Q. Where the queue should be hosted?
Q. Is it possible to send the acknowledgement from Window service(subscriber) to WCF service(publisher)?
Any help would be appreciated.
In answer to your questions:
I want to know that, how this model can be implemented as the old
MSMQ approach?
First off, MSMQ does not support publish subscribe out of the box.
How the different window services will read the same queue?
So in publish subscribe, there in no ONE queue. Instead there are multiple queues, in fact one per participant in the pub sub scenario.
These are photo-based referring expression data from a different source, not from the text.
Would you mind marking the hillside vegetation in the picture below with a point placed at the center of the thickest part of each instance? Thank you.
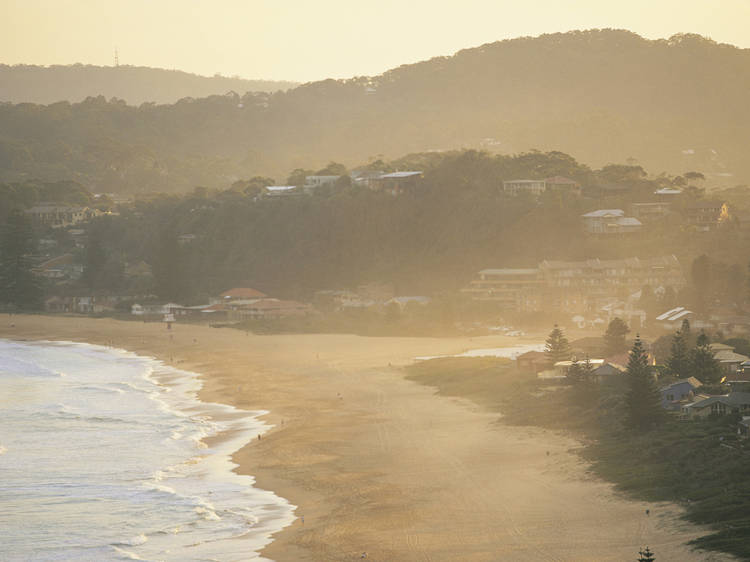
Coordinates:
(135, 85)
(604, 95)
(431, 239)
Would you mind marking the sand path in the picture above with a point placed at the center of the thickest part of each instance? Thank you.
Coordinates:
(382, 465)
So each publisher has a queue and each subscriber has a queue.
This configuration enables subscribers to send subscribe/unsubscribe messages to the publisher, and allows the publisher to send messages to the subscribers as necessary after evaluating the subscriptions.
Where the queue should be hosted?
These queues can be hosted locally to each participant, or can be hosted together in some clustered location.
Is it possible to send the acknowledgement from Window
service(subscriber) to WCF service(publisher)?
MSMQ does provide basic support for request/response messaging via response-queue and correlation-id message header fields, though this is not truly out of the box (as you are required to consume and program against these values)
If you are not required to use WCF there is a fairly mature platform called nservicebus which sits on top of MSMQ and does provide support for all the messaging patterns you need.